Psalm 32 shows us the Bible's description of the experience of guilt upon the human heart. There are 2 types of people in the Psalm. The first is the man who confessed and acknowledged his sin. This man has his transgression forgiven and his sin is covered. This is a man against whom the Lord counts no iniquity, in whose spirit there is no deceit (i.e. does not lie and hide sin from God) (v.1-2). This man calls the Lord his hiding place, and trusts the Lord to preserve him from trouble (v.7). Then there is another who is absolutely miserable, and feels the heavy hand of the Lord  who keeps silent. In his heart this man groans groaning all day long, and hence his bones wasted away, and whose strength was dried up as by the heat of summer (v.3-4). This is one who is like a horse that cannot be tamed (v.9), obstinate and refusing to go the way of his master.

Sin is not just a legal and justice issue. When we live in rebellion against God, it is as if a cancer grows in our hearts, in the form of guilt. Psalm 32 shows us that the man who stands before the Lord guilt-free is a blessed, free man, and the opposite, the man who is guilty. Do you know what it likes to bear this burden, and the freedom that comes from giving it up?
Not only are there 2 different kinds of people, Psalm 14:1-3 also shows us two different ways of dealing with it -- the way of the world, or the way of God. In these verses, we see that one group acts wisely and seek after God, while the fool says in his heart that there is no God. In rejecting God, the fool rejects the Judge, declares that there is no objective standard to live up to, and essentially no right and wrong, which means that there is no guilt. How are you living today? 

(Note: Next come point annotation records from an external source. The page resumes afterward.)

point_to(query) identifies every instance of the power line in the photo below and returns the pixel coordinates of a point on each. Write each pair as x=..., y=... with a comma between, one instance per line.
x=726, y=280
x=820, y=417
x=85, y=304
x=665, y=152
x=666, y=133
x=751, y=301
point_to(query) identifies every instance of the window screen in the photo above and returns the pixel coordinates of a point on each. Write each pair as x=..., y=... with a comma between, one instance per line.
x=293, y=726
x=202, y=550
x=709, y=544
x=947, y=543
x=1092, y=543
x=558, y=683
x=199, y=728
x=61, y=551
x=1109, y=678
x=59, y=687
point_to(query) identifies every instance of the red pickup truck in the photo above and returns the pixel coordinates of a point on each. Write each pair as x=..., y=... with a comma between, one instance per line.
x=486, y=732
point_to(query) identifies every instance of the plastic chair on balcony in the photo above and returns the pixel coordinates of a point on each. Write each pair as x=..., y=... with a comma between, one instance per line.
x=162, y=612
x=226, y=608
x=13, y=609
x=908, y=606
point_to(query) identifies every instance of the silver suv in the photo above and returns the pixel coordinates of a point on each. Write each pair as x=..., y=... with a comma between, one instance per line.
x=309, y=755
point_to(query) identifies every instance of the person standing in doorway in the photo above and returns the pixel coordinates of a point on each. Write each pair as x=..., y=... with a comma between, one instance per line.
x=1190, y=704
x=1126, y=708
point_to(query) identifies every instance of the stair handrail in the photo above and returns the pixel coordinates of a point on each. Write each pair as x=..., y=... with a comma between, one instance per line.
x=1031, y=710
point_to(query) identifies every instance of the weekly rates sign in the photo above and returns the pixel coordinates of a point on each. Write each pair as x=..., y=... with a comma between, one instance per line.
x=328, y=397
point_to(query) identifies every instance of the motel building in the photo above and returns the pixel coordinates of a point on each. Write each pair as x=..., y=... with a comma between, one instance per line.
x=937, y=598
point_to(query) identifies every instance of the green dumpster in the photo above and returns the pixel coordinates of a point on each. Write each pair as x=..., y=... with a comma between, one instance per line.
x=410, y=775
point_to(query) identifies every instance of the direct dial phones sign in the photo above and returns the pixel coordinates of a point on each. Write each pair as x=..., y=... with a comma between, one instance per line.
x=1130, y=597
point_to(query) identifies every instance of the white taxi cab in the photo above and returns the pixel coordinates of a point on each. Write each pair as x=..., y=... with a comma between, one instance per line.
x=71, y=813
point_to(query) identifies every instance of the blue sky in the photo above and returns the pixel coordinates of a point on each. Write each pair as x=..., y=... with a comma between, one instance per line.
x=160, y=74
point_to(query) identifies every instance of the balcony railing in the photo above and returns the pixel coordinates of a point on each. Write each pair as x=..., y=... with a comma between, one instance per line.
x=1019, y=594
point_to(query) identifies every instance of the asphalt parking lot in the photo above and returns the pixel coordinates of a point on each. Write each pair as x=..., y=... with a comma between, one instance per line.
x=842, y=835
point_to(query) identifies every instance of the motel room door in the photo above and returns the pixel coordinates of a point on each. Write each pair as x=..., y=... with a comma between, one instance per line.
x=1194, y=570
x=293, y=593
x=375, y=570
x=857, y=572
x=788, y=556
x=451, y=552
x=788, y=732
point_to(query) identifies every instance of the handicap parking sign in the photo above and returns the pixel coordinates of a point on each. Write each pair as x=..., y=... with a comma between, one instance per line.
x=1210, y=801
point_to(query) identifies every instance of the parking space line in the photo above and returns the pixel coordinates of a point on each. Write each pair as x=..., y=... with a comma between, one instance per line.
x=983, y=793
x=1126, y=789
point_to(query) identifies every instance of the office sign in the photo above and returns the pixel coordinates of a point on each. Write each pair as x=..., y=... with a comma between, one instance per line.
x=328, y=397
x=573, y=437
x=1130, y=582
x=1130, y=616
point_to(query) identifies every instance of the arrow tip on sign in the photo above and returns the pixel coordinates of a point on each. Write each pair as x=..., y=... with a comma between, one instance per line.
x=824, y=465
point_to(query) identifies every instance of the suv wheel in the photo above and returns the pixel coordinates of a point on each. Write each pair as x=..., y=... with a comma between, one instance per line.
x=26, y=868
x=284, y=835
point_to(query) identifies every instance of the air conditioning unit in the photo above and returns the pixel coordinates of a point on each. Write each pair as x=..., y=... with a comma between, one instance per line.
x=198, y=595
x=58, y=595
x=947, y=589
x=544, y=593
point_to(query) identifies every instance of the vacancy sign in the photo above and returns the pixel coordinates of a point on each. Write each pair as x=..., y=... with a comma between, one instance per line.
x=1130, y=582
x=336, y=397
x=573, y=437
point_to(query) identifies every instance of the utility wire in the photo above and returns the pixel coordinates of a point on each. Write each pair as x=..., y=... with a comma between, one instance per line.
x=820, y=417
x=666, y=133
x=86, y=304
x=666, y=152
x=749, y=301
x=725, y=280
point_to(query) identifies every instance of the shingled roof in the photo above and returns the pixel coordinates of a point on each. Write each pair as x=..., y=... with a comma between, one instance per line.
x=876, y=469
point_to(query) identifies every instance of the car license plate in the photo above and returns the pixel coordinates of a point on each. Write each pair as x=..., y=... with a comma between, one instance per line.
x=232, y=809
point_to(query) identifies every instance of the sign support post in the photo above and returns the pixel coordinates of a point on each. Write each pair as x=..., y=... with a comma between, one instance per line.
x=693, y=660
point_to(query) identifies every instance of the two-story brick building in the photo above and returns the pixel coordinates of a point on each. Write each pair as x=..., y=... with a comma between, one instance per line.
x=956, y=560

For those that are Christians, do you confess your sins with your mouth, but in your heart, you continue to live without recognition of this God, or the forgiveness of guilt that He offers? For some of us, we may identify with these truths, but functionally, we don't live it out. Think about it today. What is your story as a Christian? Was there a point where someone told you to lay your burden down, and you did, or are you still bearing your own guilty burden everyday? 

 

(C) Purging guilt: how to do it

If we look at the description of the guilt offerings, we notice that there are two parts to it. Firstly, Lev 5:15-16a, 6:4-5 tells us the things the guilty party has to do. The offender has to bring a ram to make payment, and a value equivalent to 1.2 times of the offence has to be paid, "valued in silver shekels", against the measuring system in the temple. This God-given justice system also takes into account the loss of time and inconvenience that the offended party suffers. The Israelites were meant to realise that their actions has an impact on another person's life. This is what it means to live in community, and to protect our neighbour's rights. Secondly, Lev 5:16b, 18, 6:6-7 shows us the things the priest does. Atonement was made by the priest through the substitutionary sacrifice of the animal in order to satisfy the demands of God.

What is the relevance of the guilt offering for us today after Christ? How do we understand and apply this truth to our lives today?  The Christian lives before the holy God, aware of the guilt, but also knowing that the guilt has been forgiven, is the normal Christian life (c.f. Matt 11:28-30, Ps 103:11-12, Gal 5:1). But to live in denial of guilt, God and the forgiveness, this experience is a secular Christian life. What kind of a Christian are you?  Do you ignore your conscience, deny the existence of God, and your need for a Savior? Or do you live conscious of how you have broken God's commandments, or that you have dealt unjustly with another, and that you need the righteousness of God? Run to Him today, and seek refuge in Jesus, our guilt offering.